Der Bergkristall, Heilstein dieses Monats, trägt diese Reinheit. Er ist durchsichtig, weil er nichts festhält. Er erinnert daran, dass Sinn nicht gesucht werden muss — er zeigt sich dort, wo wir still genug werden, um ihn zu bemerken. Ein Stein, der nicht füllt, sondern frei macht.
Im Körper antwortet der Kopf‑ und Stirnraum: Schläfen, Augen, Stirn — alles, was Wahrnehmung klärt. Hier entsteht die innere Weite, die nötig ist, um das Wesentliche zu erkennen.

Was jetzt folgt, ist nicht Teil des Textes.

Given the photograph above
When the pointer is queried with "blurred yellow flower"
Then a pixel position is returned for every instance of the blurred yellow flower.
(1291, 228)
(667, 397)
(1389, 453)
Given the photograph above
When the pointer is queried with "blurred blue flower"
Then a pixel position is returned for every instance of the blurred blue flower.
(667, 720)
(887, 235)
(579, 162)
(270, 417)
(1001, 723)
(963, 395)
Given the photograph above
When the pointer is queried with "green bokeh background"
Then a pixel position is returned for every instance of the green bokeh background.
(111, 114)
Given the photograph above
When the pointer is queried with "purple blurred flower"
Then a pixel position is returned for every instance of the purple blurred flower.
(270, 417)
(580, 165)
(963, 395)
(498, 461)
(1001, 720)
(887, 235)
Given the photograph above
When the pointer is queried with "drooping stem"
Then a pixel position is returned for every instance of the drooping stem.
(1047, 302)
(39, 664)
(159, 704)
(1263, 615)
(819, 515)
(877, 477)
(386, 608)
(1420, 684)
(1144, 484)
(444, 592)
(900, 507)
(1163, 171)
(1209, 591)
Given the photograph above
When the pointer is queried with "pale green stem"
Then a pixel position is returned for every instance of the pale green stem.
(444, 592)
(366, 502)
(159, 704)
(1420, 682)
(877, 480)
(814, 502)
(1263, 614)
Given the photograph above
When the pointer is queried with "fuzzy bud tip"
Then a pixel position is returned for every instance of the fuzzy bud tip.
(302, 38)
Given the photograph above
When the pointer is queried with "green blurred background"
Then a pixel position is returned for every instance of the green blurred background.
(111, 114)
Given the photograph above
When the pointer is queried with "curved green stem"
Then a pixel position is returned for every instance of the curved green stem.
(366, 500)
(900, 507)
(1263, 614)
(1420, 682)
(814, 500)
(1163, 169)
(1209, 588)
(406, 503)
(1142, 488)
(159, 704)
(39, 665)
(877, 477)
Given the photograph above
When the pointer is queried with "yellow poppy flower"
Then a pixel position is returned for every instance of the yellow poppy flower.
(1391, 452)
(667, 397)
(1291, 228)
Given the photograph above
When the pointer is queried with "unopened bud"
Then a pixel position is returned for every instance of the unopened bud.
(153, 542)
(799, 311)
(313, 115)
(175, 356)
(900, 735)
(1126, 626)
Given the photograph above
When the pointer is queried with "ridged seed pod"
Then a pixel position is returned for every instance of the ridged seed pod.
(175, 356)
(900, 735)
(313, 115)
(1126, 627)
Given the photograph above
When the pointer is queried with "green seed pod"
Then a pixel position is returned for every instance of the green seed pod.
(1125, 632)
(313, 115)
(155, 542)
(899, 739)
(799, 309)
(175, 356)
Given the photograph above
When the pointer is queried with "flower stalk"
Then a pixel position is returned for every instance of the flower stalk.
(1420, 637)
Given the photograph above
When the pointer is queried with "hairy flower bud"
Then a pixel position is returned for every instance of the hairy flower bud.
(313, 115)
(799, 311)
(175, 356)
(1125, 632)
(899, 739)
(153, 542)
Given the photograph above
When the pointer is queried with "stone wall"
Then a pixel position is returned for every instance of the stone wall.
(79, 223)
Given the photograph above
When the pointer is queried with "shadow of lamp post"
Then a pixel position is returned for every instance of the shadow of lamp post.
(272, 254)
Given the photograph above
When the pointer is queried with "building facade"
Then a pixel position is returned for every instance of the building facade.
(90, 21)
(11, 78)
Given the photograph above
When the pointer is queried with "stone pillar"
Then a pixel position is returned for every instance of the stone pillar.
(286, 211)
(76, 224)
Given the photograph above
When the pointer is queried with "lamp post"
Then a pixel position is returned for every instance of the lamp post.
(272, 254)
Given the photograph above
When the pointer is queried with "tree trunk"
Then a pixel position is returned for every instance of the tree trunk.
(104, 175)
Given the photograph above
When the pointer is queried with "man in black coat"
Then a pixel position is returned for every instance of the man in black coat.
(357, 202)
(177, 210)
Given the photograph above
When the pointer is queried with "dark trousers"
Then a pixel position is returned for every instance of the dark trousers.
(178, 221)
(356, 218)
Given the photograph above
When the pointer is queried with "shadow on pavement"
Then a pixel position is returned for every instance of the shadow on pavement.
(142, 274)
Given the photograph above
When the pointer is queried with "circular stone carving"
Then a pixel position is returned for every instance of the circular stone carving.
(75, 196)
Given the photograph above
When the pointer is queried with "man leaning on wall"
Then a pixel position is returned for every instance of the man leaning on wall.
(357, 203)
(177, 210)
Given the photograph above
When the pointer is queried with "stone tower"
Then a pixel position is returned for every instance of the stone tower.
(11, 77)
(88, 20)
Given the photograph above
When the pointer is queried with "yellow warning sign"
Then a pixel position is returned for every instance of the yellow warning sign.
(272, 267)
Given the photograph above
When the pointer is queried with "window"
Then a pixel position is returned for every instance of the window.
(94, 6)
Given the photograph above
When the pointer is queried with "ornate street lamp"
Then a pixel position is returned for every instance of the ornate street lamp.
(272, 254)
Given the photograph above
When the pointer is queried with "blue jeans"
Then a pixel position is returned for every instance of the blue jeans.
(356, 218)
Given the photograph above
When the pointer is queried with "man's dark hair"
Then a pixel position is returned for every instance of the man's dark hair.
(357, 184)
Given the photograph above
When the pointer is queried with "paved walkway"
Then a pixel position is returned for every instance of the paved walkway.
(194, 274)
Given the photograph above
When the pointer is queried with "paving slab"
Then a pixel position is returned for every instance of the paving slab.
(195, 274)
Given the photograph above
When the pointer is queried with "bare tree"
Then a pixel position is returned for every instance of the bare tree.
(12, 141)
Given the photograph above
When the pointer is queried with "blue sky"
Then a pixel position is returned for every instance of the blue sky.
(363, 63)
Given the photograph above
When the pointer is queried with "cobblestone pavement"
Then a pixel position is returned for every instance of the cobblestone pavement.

Der Januar ist der Monat, in dem du nicht nach vorne gehst, sondern nach innen.
In der Kunst zeigt sich der Januar im unbeschriebenen Blatt: in der Leinwand, die noch leer ist, im Papier, das atmet, im Raum, der darauf wartet, dass ein erster Gedanke sich zeigt. Es ist die Stille vor dem Werk, die nicht leer ist, sondern voller Möglichkeiten.
So wird der Januar zu einem gedanklichen Meditationsraum: ein Ort, an dem du dich der Leere anvertraust, weil du spürst, dass sie die Vorbedingung jeder Klarheit ist. Ein Ort, an dem du nicht suchst, sondern findest — in dem, was in der Stille aufgetaucht ist.